Twenty four years ago I attended an auction and purchased a box of materials that belonged to a soldier killed in World War I. The box was just an ordinary cardboard box, dilapidated, torn and dusty, containing an old bible, some British Legion diaries, a visitor’s book from a boarding house dating to 1906, a soldier’s leather collar box with collars from 1915, some Kodak negative folders and 360 photographs taken by the soldier during WWI with writing on most of them.

I have spent the better part of those years searching for the relatives of that soldier in hope of returning the items, as I couldn’t bear the thought that a young man killed in war would be forgotten because his belongings were separated from his family.

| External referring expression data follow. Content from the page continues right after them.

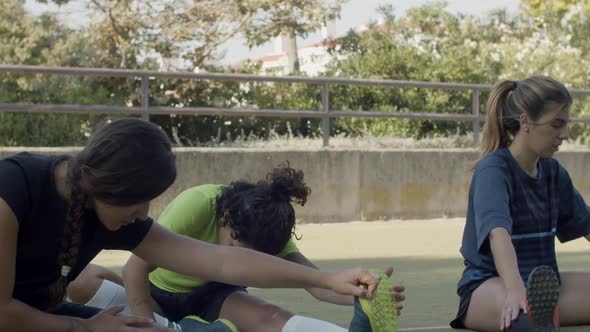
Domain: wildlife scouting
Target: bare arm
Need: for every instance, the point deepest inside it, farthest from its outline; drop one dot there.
(321, 294)
(238, 266)
(505, 258)
(137, 287)
(16, 316)
(507, 267)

This is a “follow up” on the article you published in January of last year concerning the belongings of that soldier, John Francis Aitken. The article, “Mystery Box, Window to the Past.” was submitted in an attempt to help with my search.

On March 8, of this year, you forwarded to me a letter written by Max and Pam Aitken of Cheshire, England. The couple turned out to be the surviving relatives of John Aitken of Bakewell, England.

Because you published the article, the son of Max and Pam, Jonathan Aitken was able to track me down after finding it on the Internet. Now as a result, I will fulfill my promise to return the belongings to the family, free of any charge.

There was an interesting set of circumstances surrounding the contact with the relatives. Two days before your note was sent, my company, Afton Corp., whose parent company is Newmarket Corp., announced the purchase of a metal-working fluids company called Polartech in Manchester, England. Max and Pam’s home is just on the outskirts of Manchester.

With that in mind and with some reservations, I decided to e-mail the president and CEO of Newmarket Corp., Teddy Gottwald, to ask a great favor. I knew that there would be negotiations between the two companies after the purchase and because I was afraid that if I mailed the belongings to England, they would be lost for another 93 years, I asked that he allow someone to hand carry them to Max and Pam as long as it was not out of the way and wouldn’t be an inconvenience. I attached the newspaper article and requested that before he said “no” to at least read it.

I received a reply that evening stating that it was an amazing story and after a few days of planning, Newmarket and Afton Corps. would make it happen.

Three days later, my first e-mail of the day was from Teddy. The first line read, “Pack your bags, you are going to England.” “I shared your letter with others in the company and we all decided that if anyone should deliver the items, it should be you.” What an honor it is to be able to do this noble thing and what an honorable thing my company is doing to accomplish this most important mission!

In May, I will be traveling to England to deliver the belongings of John Aitken to his family. All paid for by my company because they thought it was just the right thing to do.

It is because of companies like Afton and Newmarket and newspapers like The Record Live that our world is a better place. It is simple things like these gestures of kindness that drive a man like John Francis Aitken to realize that a free life is worth defending, even to the point of an early death.

Though John was a British soldier, he was born in America to British parents. It would make no difference to me had he never set foot on American soil. He, like American soldiers fought so that all countries and people could be free. I would do the same for him as I would do for a soldier wearing an American uniform.

John Aitken lies in a small area, plot I, row G, marker #3 of Brandhoek New Military Cemetery No. 3, near Ypres, Belgium. He lies in Flander’s Fields where the poem of the same name was written in 1915 by John McCrae and in the same place where poppies bloom when the land is disturbed by exploding shells or by the shovels of those who dig the graves of the brave men who died the day before.

It is the blooms of those red flowers that give us hope that soon no more men will be needed to defend us, that the shade of the markers and monuments to the fallen will soon cool the world’s need for war.